The alternative I suggest is to use merge commits. Merge commits have two
parents instead of one. One commit points to the target branch, and the
other parent points to the commit to be merged. This way, no matter which
branch it is on, the commit is preserved (along with commit signatures, if
any). To cherry-pick commits from one such merge, cherry-pick the merge
commit instead, selecting the correct parent. `git cherry-pick -m 1
$mergeCommit`



I have to say first that I am aware there are probably reasons we do not
use merge commits already, and my own opinion is we should do whatever the
RM prefers, as they are doing the hard work here. Feel free to nix the idea.

Second, I also think it is fine to try and keep the PR down to 1 commit,
unless it is unreasonable to do so. (Squashing commits before the merge
seems OK.)

Finally, as I take cover from the rotten fruit I expect will be thrown my
way, I'll offer what I've found to be maybe a quick way to identify commits
that are "destructively" merged across branches:

> Essentially, there’s no easy way (as far as I can tell) to find the
upstream (master) commit IDs from such a multi-commit PR.


1) Identify a commit you want to cherry-pick (e7534aca8)

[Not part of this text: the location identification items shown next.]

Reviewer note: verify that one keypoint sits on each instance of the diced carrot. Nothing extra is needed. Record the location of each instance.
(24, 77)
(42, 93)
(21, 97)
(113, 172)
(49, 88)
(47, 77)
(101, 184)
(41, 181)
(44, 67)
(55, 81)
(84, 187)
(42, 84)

2) `git show e7534aca8` to see the changes as a diff.

3) Try to find some unique string somewhere in this diff and search
branches for it. ("www.connectfail502.test")

[~/trafficserver]
∴ git log --all --format='%h' -S"HOST = 'www.connectfail502.test'" | while
read hash; do git branch -r --contains "$hash" | sed "s;$; ($hash);"; done
|grep apache/|sort
  apache/7.1.x (835c0b113)
  apache/8.0.x (e7534aca8)
  apache/c++17 (e7534aca8)
  apache/connect_error_race (e7534aca8)
  apache/content_length (e7534aca8)
  apache/master (e7534aca8)
  apache/nexthop (e7534aca8)
  apache/origin_throttling (e7534aca8)
  apache/quic-07 (e7534aca8)
  apache/quic-11 (e7534aca8)
  apache/quic-12 (e7534aca8)
  apache/quic-latest (e7534aca8)
  apache/rm_f (e7534aca8)

Here I see the original commit was merged and became e7534aca8, and when it
was cherry-picked to 7.1.x, it became 835c0b113. The commit is also in
8.0.x and several other branches on the official repo that I have named
"apache" here.

This has to be done because the original commit hash was not used in the
cherry-pick, so we need to "join" them on something, and that may as well
be a string present in both commits.

This is not free from failure modes (reversions, non-unique strings,
conflicts/renames within the string), but at least it is a start.

On Tue, Aug 7, 2018 at 3:42 PM, Leif Hedstrom <zw...@apache.org> wrote:

> Hi,
>
> There are some serious shortcomings in Github when it comes to PRs with
> multiple commits. It not only makes it difficult to know what commits are
> associated with a PR, it also makes back porting / cherry-picking PRs from
> master to an LTS branch really problematic. Essentially, there’s no easy
> way (as far as I can tell) to find the upstream (master) commit IDs from
> such a multi-commit PR.
>
> To make this less confusing, at least until Github fixes this brain damage
> (if they can?), I’d like to propose that we have a strict policy for master
> (and 9.0.x) that there’s is exactly one commit per PR. This doesn’t mean
> that you shouldn’t break things up where it makes sense, it simply means
> you’d want to make multiple PRs off your branch instead.
>
> Thoughts?
>
> — Leif
>
> P.s
> If someone has a better idea, I’m willing to listen. But if you look at a
> PR with multiple commits, Github only shows one of those commits in the
> merge message. And the commit IDs it shows in the Commit tab is not the
> upstream commit IDs, but rather the local repos commit IDs (which are
> essentially useless for these purposes).